Complete step by step answer:
Damping is a force acting inside or on an oscillatory organ that reduces or prevents it from oscillating. Damping is created in physical systems by processes that dissipate the energy contained in the oscillation. Viscous drag in mechanical devices, resistance in electronic oscillators, and light absorption and scattering in optical oscillators are all examples. Other oscillating mechanisms, such as those used in biological systems and bicycles, may benefit from damping that is not dependent on energy loss.

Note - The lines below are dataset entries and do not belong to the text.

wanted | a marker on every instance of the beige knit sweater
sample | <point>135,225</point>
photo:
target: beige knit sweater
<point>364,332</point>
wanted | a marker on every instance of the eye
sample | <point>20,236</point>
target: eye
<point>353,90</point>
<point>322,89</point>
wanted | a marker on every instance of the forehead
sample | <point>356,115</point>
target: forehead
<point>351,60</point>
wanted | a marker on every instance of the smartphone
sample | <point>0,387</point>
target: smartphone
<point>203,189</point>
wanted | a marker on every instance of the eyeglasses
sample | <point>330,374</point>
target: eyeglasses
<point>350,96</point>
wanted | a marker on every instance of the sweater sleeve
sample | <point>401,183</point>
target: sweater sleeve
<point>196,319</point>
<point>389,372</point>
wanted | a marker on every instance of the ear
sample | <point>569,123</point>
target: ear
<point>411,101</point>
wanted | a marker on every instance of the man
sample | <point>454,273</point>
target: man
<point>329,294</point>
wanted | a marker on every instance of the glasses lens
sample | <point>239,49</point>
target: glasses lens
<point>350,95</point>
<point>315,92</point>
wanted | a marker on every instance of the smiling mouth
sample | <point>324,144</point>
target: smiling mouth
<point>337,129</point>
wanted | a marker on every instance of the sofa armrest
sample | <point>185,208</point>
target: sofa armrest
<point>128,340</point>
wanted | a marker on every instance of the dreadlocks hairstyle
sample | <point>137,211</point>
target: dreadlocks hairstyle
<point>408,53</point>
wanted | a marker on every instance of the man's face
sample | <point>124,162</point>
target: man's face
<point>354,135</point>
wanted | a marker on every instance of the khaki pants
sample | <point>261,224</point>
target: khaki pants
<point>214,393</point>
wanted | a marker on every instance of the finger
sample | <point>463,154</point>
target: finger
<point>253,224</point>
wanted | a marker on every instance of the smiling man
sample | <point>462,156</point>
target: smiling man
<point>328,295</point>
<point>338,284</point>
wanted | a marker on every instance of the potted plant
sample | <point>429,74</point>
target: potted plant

(a) $\dfrac{{\text{k}}}{{\text{m}}} = \dfrac{{90}}{{0.2}} \\
\Rightarrow \dfrac{{\text{k}}}{{\text{m}}} = 450{\text{N}}{{\text{m}}^{ - 1}}\;{\text{k}}{{\text{g}}^{ - 1}}$
$\Rightarrow \dfrac{{{{\text{b}}^2}}}{{4\;{{\text{m}}^2}}} = \dfrac{{{{(0.04)}^2}}}{{4 \times {{(0.2)}^2}}} = 0.01\;{\text{k}}{{\text{g}}^2}\;{{\text{s}}^{ - 2}}$
${\text{ As, }}\dfrac{{\text{k}}}{{\text{m}}} \gg > \dfrac{{{{\text{b}}^2}}}{{4\;{{\text{m}}^2}}},{\text{ therefore, }}$
$\Rightarrow {\omega ^\prime } = \sqrt {\dfrac{k}{m} - \dfrac{{{b^2}}}{{4{m^2}}}} \approx \sqrt {\dfrac{k}{m}} $
$\Rightarrow {\text{T}} = \dfrac{{2\pi }}{{{\omega ^\prime }}} = 2\pi \sqrt {\dfrac{{\text{m}}}{{\text{k}}}} $
$\Rightarrow {\text{T}} = 2 \times \dfrac{{22}}{7}\sqrt {\dfrac{{0.2}}{{90}}} \approx 0.3\;{\text{s}}$
$ \therefore T = 0.3\,s$

(b) If $T$ is the time when the amplitude of the damped oscillations decreases to half its original value, then the amplitude of the damped oscillations at time t is
$a = {x_0}{e^{ - bT/2m}}$
${\text{ when }}t = T,a = {x_0}/2$
$\quad \dfrac{{{x_0}}}{2} = {x_0}{e^{ - bT/2m}}$
${\text{ or }}2 = {e^{bT/2m}}{\text{ or }}{\log _e}2 = \dfrac{{bT}}{{2m}}$
$\Rightarrow {\text{T}} = \dfrac{{2\;{\text{m}}}}{{\;{\text{b}}}}{\log _{\text{e}}}2$
$\Rightarrow T = \dfrac{{2.3026 \times 2\;{\text{m}}}}{{\;{\text{b}}}}{\log _{10}}2$
$\Rightarrow T = \dfrac{{2.3026 \times 2 \times 0.2 \times 0.3010}}{{0.04}}$
$ \therefore T = 6.93\;{\text{s}}$

(c) If T’ is the time, when mechanical energy drops to half its mechanical energy${E_o}$, then mechanical energy E of the damped oscillations at an instant t is given by
${\text{E}} = {{\text{E}}_0}{{\text{e}}^{ - {\text{bt}}/{\text{m}}}}$
${\text{ When }}t = {T^\prime },E = {E_0}/2{\text{ then }}\dfrac{{{E_0}}}{2} = {E_0}{e^{ - bT/m}}$
$\Rightarrow 2 = {{\text{e}}^{{\text{b}}{{\text{T}}^`}/{\text{m}}}}$
$\Rightarrow {\log _{\text{e}}}2 = \dfrac{{{\text{b}}{{\text{T}}^\prime }}}{{\text{m}}}$
$\Rightarrow {{\text{T}}^\prime } = 2.3026{\log _{10}}2 \times \dfrac{{\text{m}}}{{\text{b}}}$
$\Rightarrow {{\text{T}}^\prime } = 2.3026 \times 0.3010 \times \dfrac{{0.2}}{{0.04}}$
$\therefore {T^\prime } = 3.46\;{\text{s}}$

Note: The period and frequency of a device with a small amount of damping are approximately the same as with basic harmonic motion, but the amplitude steadily decreases. Since the non-conservative damping force extracts energy from the device, usually in the form of thermal energy, this happens.